When running AI models locally, one specification dominates all others: VRAM (Video Random Access Memory). This dedicated memory on your GPU stores the model weights, activations, and inference buffers during generation. If VRAM runs out, inference fails or crawls to unusable speeds.

Modern large language models have billions of parameters. Each parameter typically requires 2 bytes in FP16 precision or 4 bytes in FP32 precision. A 7 billion parameter model needs 14GB just to load the weights in FP16. Add attention mechanisms, KV caches, and batch processing, and your actual requirement exceeds the base calculation.

Consider the RTX 4060 Ti with 16GB versus the RTX 4060 with 8GB. The 8GB model struggles with 7B models in FP16, often requiring quantized weights (4-bit or 8-bit) to fit. The 16GB variant runs the same model comfortably and can even handle 13B models with 4-bit quantization. That single spec—VRAM—determines which models you can run effectively.

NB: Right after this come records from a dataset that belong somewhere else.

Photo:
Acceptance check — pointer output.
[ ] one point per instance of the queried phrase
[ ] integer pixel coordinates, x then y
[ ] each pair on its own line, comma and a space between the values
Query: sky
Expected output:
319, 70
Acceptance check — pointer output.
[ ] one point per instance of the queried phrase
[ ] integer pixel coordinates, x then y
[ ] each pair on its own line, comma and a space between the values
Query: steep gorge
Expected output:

CPU-only inference is technically possible but typically provides 1-5 tokens per second versus 20-50+ tokens per second on a modern GPU. For interactive use cases, this difference is prohibitive. VRAM is not the only factor, but it is the gating factor.

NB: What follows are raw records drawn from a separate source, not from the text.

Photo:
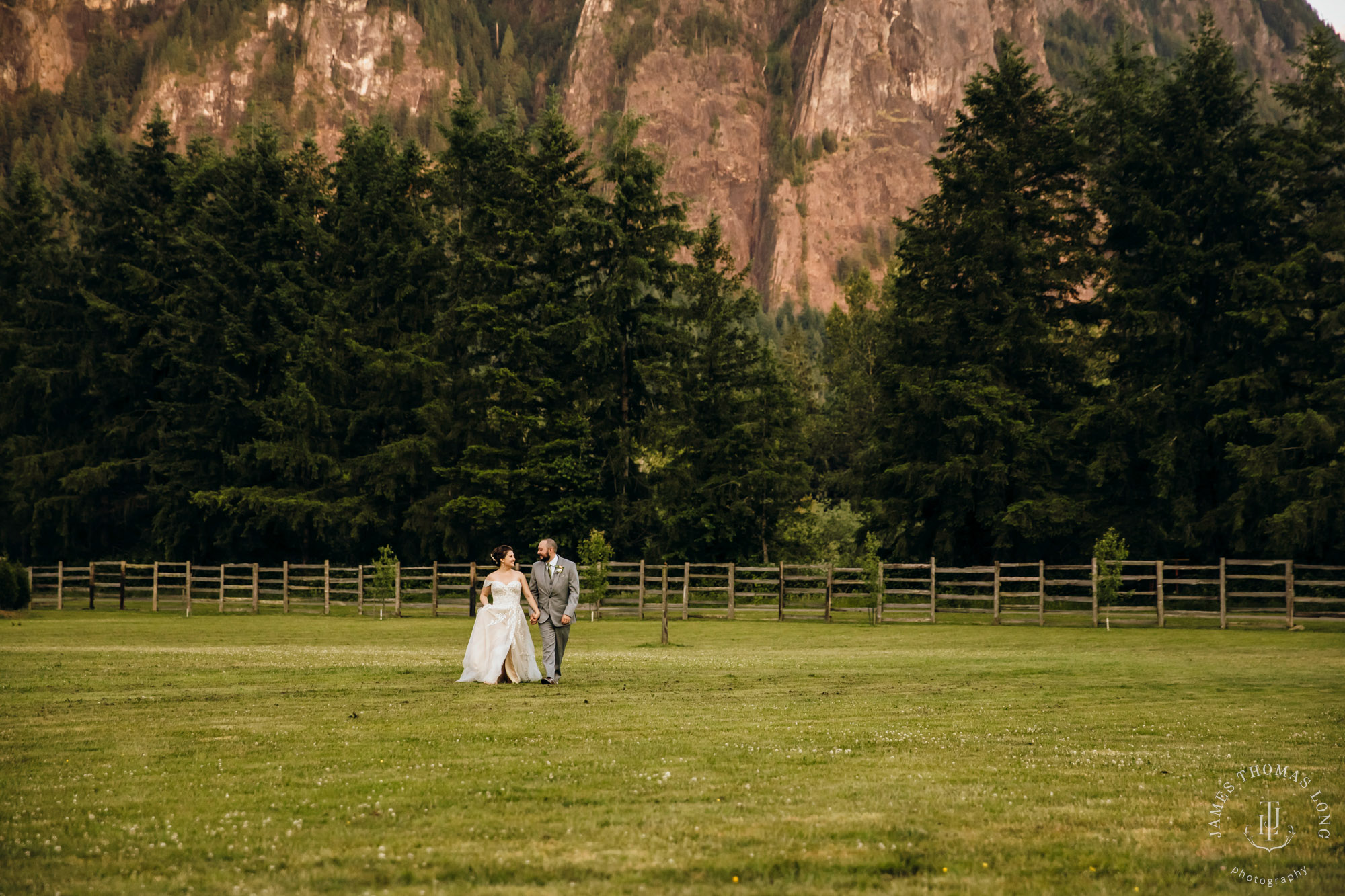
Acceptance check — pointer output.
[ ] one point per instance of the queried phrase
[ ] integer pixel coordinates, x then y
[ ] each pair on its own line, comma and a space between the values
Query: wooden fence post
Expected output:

The NVLink interconnect on high-end NVIDIA GPUs allows VRAM pooling across multiple cards, but this adds cost and complexity. For most users, selecting a single GPU with adequate VRAM is simpler and more cost-effective than multi-GPU configurations.

Local verification checkpoint

Run the smallest example from this chapter in a local workspace and record the package version, runtime, data path, and observed output. If the result depends on model size, vector count, CPU/GPU backend, or available memory, note that constraint beside the exercise so the lesson remains reproducible.